Over at Cafe Hayek and Carpe Diem, Don Boudreaux and Mark Perry have been discussing a recent interview of Sally Smith, the CEO of Buffalo Wild Wings. The relevant aspect of the interview is this quote:
WSJ: How are minimum-wage increases affecting the way you make business decisions?
MS. SMITH: You look at where you can afford to open restaurants. We have one restaurant in Seattle, and we probably won’t be expanding there. That’s true of San Francisco and Los Angeles, too. One of the unintended consequences of rising minimum wages is youth unemployment. Almost 40% of our team members are under age 21. When you start paying $15 an hour, are you going to take a chance on a 17-year-old who’s never had a job before when you can find someone with more experience?
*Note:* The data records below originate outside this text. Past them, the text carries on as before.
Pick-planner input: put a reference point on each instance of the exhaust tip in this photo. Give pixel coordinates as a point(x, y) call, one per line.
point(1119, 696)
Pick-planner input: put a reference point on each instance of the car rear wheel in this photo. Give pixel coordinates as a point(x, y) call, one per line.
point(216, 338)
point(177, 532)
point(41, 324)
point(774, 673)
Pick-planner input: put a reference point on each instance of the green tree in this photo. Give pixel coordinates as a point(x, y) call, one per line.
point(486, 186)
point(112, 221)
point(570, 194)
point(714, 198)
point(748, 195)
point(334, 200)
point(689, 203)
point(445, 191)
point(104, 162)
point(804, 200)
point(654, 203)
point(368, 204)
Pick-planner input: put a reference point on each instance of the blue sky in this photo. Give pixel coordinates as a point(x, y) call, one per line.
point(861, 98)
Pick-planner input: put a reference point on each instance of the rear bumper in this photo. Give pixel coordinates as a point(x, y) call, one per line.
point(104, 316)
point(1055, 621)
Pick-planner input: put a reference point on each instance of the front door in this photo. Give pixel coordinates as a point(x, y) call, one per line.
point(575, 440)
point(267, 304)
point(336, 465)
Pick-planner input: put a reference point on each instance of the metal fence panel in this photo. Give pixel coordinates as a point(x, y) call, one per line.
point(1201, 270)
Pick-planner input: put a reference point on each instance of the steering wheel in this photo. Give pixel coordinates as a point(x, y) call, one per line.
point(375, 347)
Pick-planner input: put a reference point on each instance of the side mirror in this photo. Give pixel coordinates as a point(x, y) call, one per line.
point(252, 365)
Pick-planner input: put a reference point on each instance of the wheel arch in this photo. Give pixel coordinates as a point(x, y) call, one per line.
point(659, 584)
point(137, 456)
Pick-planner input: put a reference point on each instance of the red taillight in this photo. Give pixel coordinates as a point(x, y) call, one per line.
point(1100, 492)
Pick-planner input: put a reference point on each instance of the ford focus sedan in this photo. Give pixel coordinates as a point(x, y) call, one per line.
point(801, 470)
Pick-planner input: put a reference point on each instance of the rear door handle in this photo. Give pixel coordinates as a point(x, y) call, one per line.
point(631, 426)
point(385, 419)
I’m not going to rehash their arguments. I recommend you check it out for yourself. Rather, I want to discuss something that empirical discussions need to be aware of.
Notice how M. Smith says she isn’t closing down her store, but rather not expanding operations. From a purely empirical viewpoint, this might look like there is no negative effects on employment. The same number of workers are still there.
But what is unseen is the jobs that were going to be there, but are not now. Say BWW would have opened another store with 20 MW workers. Now, with the new hike, those 20 potential jobs are gone. Even if the empirical work shows there were no job losses, the economic cost of the hike is still 20 jobs! These costs are unseen, but very real.